We were able to help his excess-saliva-and-need-to-swallow-a-great-deal issue in one session.

Reason #1: Saliva as drainage can be a head/neck alignment issue.

The overlying principles used in our session together were:

Observation, Somatic Empathy, and Using Repeated Slow and Tiny Muscle Movements to Bring Head and Neck into a Freer Dynamic. (Steven cranes his head forward in a rather fixed state, but only while singing.  He described his work environment as aerodynamic, with supportive-seating, computer height, standing desk, etc.)

We then adding the task of holding music, singing small intervals of pitch while on only two vowels, back and forth along the chromatic scale.

We balanced coordination among arms, wrists, hands, and core muscles while holding music, which affects that neck-head freedom. He experienced new sensations around the T-12 vertebrae, especially in ease of breath response and engagement upon phonation.  He voiced that he thought this would reduce anxiety around performance and ensemble rehearsals.

thoracic spine alignment for excess saliva while singing

All this for saliva issues!

What did we “do?”

  1. Somatic Tongue release which takes a full 10 minutes to experience.

  2. Drape over a Pilates ball to experience spinal movement–which changed shoulders from a fixed to a dynamic alignment. (another ten minutes.)

  3. Then “Gorilla Breath” in stages, from draping front first over a large Pilates ball to graduated standing. (based on Alexander Technique and other body-mind work involving limbic response noises.)

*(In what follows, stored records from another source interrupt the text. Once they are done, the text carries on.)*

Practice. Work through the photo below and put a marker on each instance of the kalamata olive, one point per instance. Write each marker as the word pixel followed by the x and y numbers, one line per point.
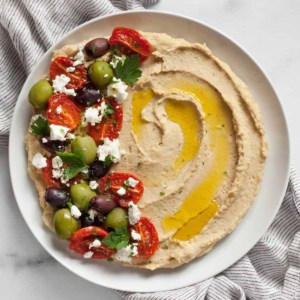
pixel 88 96
pixel 103 204
pixel 98 169
pixel 97 47
pixel 53 146
pixel 56 197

  4. Tongue over straw, ai-ai-ai on 1-2-1-2-1, while guiding back to freedom of spine. At the end of all this slow work he reported that he felt freedom and movement in tailbone and pelvic area.

  5. We also worked back and forth between his native language of French and English and the curious minutia around the “a” vowel which was exposed.

All this mind-body work alternated with allowing one or two minutes between activities to process and let the work to “sink in.” I told one or two anecdotal stories to allow him to relax his focus, laugh and regroup.

I suggested that he mark in his scores when to swallow if it became excessive again while he was learning new skills

We finished by Steven singing a page of choral music. No saliva. He realizes that practicing this awareness is important and is not the same as what he normally experiences out of anxiety about the saliva overload. He said, “I feel singing as a connection between my body and my head. And the saliva is greatly reduced.”

It also helped him use the good stuff that his former teacher had taught him!